Can someone please spell out the exact step by step instructions for using Terminal to disable Spotlight?
The launchctl unload and load commands are one way.
Another way leaves the service running, but turns it off and on. (Might want to turn it back on after making your TM backup.)
From Terminal:
sudo mdutil -s /Volumes/*
just displays the current indexing status of all volumes.
sudo mdutil -a -i off
turns spotlight indexing off for all volumes (-a is all - otherwise you can specify volumes if you have multiple disks/partitions). TM should be able to run at normal speed then.

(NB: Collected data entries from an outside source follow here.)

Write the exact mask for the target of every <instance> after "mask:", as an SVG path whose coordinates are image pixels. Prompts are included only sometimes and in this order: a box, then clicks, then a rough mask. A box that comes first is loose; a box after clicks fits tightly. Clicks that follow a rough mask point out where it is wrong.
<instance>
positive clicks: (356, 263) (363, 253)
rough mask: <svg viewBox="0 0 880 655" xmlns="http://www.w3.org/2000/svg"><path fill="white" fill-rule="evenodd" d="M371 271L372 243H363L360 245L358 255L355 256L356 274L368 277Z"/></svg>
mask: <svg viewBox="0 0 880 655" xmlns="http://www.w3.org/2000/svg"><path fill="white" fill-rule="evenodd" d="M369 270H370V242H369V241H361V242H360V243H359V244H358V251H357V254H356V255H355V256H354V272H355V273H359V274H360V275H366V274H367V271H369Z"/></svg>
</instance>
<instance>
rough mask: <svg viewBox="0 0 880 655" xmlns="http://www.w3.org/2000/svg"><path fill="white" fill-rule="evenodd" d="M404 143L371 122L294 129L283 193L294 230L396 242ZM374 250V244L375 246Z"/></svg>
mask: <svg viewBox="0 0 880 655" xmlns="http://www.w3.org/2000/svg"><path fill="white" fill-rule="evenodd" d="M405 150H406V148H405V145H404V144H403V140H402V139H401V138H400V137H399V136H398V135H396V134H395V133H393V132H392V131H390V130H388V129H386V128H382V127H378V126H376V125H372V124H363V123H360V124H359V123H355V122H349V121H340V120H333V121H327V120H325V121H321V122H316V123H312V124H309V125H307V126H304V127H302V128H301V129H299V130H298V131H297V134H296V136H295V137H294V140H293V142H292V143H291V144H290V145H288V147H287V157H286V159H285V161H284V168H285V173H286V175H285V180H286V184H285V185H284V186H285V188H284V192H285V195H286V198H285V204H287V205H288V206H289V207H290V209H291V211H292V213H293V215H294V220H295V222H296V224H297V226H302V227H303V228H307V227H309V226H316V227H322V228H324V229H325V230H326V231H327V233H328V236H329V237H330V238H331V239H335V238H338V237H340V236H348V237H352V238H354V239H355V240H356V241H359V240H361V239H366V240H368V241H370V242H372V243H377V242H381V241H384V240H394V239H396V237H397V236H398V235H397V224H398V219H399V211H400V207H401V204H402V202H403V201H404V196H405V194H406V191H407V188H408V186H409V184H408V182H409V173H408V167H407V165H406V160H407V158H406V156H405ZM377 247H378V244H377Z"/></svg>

Then:
sudo mdutil -a -i on
after your TM backup completes, turns indexing back on, such as it is in 10.7.5
Other threads (and the mdutil man page) have info about how to delete the spotlight database info via mdutil or physically removing .Spotlight-V100 folders ... but starting fresh did not improve this 10.7.5 problem for me at all, so won't repeat it.
For those who are a bit nervous around Terminal commands, the Spotless shareware app is handy for turning Spotlight off and on with the click of a button.
Txs Bruno. Did as instructed but had to reboot. Started TM again and was alarmed when eta was 74,312 days - 203 YEARS!! However, it seemed to settle down quickly and I am now at the 3 hour mark. Funny though, the back up size has gone down from the original 207GB when I was running spotlight, to 181GB. Does spotlight eat up all of that memory?